In nutrition classes in school, we were taught that milk is one of the four basic food groups required for proper nutrition and maintenance of good health. Obviously, the dairy products we ingest are obtained from cow's milk. However, our instructors failed to tell us that the milk of cows is designed to increase the size of a 65-pound baby calf into a 700-pound cow pending when the cow’s digestive system will be ready to take in solid food. This generally takes about one year. In the words of Dr. Michael Klaper, one of world’s leading specialist in nutrition-based medicine, “Cow's milk is baby calf growth fluid.”
Comparing Cow's Milk and Human Milk
The composition of cow's milk is similar to that of human milk, but the concentrations of these components differ. Milk from cows contains much higher amount of proteins, such as casein and whey, and even higher concentrations of sodium, potassium, fats, minerals and hormones, including the potent cancer promoters estrogen and insulin-like growth factor-1 (IGF-1) than the milk obtained from human mammary glands. These nutrients promote the rapid growth of a baby calf but are not well suited for other species, including humans.
Casein is not well suited for our digestive system; it coagulates and form curds in our gastrointestinal tract. On the other hand, whey, as it is found in higher proportion in human milk, is more easily digested by human babies. In addition, high levels of casein together with other proteins and hormones found in cow milk, such as estrogen, lactoalbumin, and IGF-1 has been linked to the development of diseases, such as asthma, acne, breast cancer, prostrate cancer, type-1 diabetes and even mouth ulcers.
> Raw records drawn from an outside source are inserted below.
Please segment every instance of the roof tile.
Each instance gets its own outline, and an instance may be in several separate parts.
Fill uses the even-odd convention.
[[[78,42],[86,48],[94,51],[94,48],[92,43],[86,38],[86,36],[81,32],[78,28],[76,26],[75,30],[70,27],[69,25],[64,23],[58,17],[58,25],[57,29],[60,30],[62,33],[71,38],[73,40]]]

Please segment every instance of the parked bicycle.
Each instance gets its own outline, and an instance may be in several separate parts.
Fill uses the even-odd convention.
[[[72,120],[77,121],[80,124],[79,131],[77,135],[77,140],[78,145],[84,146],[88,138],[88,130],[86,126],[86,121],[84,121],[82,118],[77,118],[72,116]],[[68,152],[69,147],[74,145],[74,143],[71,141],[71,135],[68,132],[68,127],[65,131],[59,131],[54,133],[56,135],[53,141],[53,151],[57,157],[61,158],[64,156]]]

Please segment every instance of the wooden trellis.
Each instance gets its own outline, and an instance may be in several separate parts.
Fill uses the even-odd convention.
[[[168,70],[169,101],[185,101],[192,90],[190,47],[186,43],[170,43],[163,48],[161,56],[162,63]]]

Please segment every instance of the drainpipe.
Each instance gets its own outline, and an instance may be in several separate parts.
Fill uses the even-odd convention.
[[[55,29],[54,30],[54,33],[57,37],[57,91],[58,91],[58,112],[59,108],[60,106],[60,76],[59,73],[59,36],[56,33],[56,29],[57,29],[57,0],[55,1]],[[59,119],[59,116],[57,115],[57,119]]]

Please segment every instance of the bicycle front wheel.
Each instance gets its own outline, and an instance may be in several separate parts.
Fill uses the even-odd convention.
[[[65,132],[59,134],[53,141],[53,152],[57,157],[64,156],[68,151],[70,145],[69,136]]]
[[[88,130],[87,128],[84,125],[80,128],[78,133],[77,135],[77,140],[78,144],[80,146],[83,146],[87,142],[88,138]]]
Is Dairy Part of a Healthy Diet?
The answer is simple: No. All the nutrients required to maintain good health can be obtained from whole food plant based diets. Cow's milk is designed to meet the nutritive needs and sustain the rapid growth of a calf. We do not have the need to gain hundreds of pounds in a few months. Humans absolutely have no business drinking the growth fluid of baby calves.